If the tool detects a sequence that matches a known microRNA from the dietary source but not the host, Cui said, it flags that sequence as a likely foreign microRNA. In cases where the host and dietary source naturally produce some of the same microRNAs – as humans and cows do – the researchers can look for spikes in those sequences or examine adjacent nucleotides for subtle but telltale differences.

As for the microRNAs that no one has yet identified? MicroRNA Discovery hunts for those, too. MicroRNAs contain no more than 33 pairs of nucleotides, which helps the tool narrow its search. Before they unfold into their mature form, though, all future microRNAs exist in a hairpin-like configuration. And owing to some laws that govern the formation of microRNAs – including the stability-dictating energy levels of certain configurations – many nucleotide sequences could never have existed in that hairpin structure.

So Cui’s team incorporated those laws into the tool’s analytical framework, enabling it to rule out many candidates and pinpoint others worthy of further investigation.
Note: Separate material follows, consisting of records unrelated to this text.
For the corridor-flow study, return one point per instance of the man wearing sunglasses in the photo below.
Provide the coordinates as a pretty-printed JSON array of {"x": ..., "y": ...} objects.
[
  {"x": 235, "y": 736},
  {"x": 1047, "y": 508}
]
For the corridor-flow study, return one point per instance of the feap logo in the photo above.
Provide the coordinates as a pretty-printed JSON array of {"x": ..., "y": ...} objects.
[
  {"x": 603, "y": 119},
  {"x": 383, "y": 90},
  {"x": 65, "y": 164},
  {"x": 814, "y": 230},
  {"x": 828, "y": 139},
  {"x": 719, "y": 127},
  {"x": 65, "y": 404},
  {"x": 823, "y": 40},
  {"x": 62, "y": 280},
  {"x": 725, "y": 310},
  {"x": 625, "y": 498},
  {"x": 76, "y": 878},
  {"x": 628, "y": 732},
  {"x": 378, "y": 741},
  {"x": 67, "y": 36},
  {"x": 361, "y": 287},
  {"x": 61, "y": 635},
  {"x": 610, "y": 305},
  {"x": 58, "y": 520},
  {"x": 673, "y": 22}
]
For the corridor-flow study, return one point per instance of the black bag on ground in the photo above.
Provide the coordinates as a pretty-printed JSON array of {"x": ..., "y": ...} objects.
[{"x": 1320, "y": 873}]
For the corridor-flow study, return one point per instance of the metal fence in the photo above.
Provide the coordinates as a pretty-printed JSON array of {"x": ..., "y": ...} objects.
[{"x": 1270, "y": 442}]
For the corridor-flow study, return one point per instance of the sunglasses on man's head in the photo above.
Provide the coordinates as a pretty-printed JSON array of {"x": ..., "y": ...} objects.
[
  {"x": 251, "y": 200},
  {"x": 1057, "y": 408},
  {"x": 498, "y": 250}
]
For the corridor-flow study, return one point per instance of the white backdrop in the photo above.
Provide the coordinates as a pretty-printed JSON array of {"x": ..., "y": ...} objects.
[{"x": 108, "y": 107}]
It also evaluates whether the potentially new microRNAs more closely resemble those of the host or the dietary source, essentially laying breadcrumb trails that researchers can follow to determine their origins. That could prove especially important when determining whether irregular levels of microRNAs in the bloodstream are signaling the onset of cancers and other diseases for which they have become promising biomarkers.

Time to crunch

MicroRNA Discovery’s parallel-computing approach allows it to analyze and compare more than 1.5 billion nucleotides in a 12-hour span, according a recent study authored by Cui and her colleagues. The tool also identifies and collapses duplicate sequences into one, substantially reducing its overall data load.

Those factors widen what Cui considers the most restrictive bottleneck of RNA sequencing while setting the tool apart from downloadable analysis packages, she said.

“Sometimes the computational time is really unbearable,” said Cui, who sought advice from the university’s Holland Computing Center when building the 24-node computing cluster. “Most (laboratory researchers) cannot easily set up a parallel-computing environment, so they’re basically just using a single node and running the sequences one by one.

“That’s why we think that the parallel computing has to be there. You don’t wait until one file finishes to do the next. You can actually enable the user to upload 20 (or) 40 files at the same time and then get the results within a few hours.”

Its unique strengths have already encouraged researchers to begin taking advantage of MicroRNA Discovery, Cui said, with researchers from the European Bioinformatics Institute among those using it.

Cui and her co-authors, graduate students Hanyuan Zhang and Bruno Vieira Resende e Silva, detailed MicroRNA Discovery in the journal Briefings in Bioinformatics. The team received funding from the Centers of Biomedical Research Excellence at the National Institutes of Health under grant number 1P20GM104320.